Short-Term Hook Release Mortality in Chesapeake Bay’s Recreational Tautog Fishery

J. A. Lucy and M. D. Arendt

doi: https://doi.org/10.47886/9781888569308.ch15

Hook release mortality rates can be affected by various fishing practices including hook wound location, baited hooks versus lures, and fish handling stress, as well as environmental factors, i.e., water temperature and capture depth (Muoneke and Childress 1994). Release mortality is typically greater for fish with swim bladders taken from deeper water (Wilson and Burns 1996).

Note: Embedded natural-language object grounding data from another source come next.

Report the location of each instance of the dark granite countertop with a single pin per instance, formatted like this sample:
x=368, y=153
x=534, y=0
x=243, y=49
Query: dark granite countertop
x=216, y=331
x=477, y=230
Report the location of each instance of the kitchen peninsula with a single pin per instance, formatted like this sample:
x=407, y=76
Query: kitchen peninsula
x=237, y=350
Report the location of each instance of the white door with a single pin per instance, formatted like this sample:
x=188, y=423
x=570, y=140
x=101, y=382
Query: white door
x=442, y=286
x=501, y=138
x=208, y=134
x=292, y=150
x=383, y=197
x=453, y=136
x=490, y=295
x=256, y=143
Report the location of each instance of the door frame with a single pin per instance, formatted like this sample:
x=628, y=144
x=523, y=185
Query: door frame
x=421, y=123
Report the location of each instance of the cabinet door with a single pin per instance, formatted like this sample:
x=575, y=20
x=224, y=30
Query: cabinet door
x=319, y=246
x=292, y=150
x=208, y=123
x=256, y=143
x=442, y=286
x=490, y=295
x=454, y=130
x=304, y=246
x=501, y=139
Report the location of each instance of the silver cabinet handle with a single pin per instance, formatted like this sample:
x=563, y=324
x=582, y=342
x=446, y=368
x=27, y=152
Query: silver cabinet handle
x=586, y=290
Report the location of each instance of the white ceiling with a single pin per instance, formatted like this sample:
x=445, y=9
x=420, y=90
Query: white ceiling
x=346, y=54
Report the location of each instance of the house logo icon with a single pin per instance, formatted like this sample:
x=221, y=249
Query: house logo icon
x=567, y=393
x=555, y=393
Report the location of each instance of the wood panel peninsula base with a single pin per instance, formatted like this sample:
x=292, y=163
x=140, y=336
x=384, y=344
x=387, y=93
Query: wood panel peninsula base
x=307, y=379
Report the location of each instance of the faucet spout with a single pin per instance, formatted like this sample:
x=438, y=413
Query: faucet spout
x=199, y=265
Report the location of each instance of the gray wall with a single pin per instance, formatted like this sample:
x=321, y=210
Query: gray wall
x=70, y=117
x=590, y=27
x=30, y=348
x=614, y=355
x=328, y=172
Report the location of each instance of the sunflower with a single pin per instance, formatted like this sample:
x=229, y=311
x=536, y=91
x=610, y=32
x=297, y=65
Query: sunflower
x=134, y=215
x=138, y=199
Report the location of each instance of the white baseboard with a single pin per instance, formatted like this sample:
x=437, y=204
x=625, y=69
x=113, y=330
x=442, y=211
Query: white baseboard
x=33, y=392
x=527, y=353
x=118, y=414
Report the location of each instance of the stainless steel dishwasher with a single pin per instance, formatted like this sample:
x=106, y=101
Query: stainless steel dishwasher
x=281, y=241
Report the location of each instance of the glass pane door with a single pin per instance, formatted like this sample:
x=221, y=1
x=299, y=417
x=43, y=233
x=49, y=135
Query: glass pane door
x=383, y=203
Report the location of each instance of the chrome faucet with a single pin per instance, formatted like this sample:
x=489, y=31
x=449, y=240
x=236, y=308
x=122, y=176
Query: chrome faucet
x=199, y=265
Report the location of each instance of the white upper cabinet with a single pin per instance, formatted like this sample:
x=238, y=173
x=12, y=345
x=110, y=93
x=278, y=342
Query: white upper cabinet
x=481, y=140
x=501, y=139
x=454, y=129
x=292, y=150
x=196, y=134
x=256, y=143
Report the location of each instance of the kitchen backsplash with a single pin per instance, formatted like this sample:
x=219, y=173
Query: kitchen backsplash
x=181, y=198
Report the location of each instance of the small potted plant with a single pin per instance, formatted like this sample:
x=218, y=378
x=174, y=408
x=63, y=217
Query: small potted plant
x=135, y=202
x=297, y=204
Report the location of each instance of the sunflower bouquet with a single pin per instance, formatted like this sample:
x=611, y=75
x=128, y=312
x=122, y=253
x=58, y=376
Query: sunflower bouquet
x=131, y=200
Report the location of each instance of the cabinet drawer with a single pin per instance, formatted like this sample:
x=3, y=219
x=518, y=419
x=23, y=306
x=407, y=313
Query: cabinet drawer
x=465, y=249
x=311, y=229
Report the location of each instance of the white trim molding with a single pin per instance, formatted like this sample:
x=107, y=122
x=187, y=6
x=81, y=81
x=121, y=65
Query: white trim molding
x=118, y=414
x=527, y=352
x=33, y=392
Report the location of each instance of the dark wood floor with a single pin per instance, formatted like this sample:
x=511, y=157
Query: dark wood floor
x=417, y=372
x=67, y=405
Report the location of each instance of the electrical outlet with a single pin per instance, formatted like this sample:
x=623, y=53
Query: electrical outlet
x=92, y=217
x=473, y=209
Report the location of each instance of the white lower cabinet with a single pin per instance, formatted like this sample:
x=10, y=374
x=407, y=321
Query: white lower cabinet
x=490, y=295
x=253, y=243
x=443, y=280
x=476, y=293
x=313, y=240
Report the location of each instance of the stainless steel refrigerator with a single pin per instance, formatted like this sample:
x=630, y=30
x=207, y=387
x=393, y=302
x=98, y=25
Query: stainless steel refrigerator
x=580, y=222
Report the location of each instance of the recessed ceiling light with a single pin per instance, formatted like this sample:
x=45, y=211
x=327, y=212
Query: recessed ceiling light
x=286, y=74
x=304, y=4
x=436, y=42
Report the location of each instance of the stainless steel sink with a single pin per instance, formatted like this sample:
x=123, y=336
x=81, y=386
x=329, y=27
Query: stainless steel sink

Although hook release mortality rates of fish are variable depending upon the species in question, fishing practices, and fishing season (Muoneke and Childress 1994), fishery management plan (FMP) technical committees must often use discard mortality levels to estimate overall fishing mortality and update stock assessments without the benefit of research data.

In the mid-1980s, annual tautog Tautoga onitis landings declined throughout northeast and mid-Atlantic states, reaching record lows in 1993–1994. To reduce fishing mortality the Atlantic States Marine Fisheries Commission (ASMFC) developed a FMP for tautog in April 1996 (ASMFC 1996). Among its regulations states had to increase minimum catch sizes to 330 mm (13 inches) total length (TL) in 1997 and to 356 mm (14 in) TL in 1998. The tautog FMP assumed a recreational discard mortality of 25%.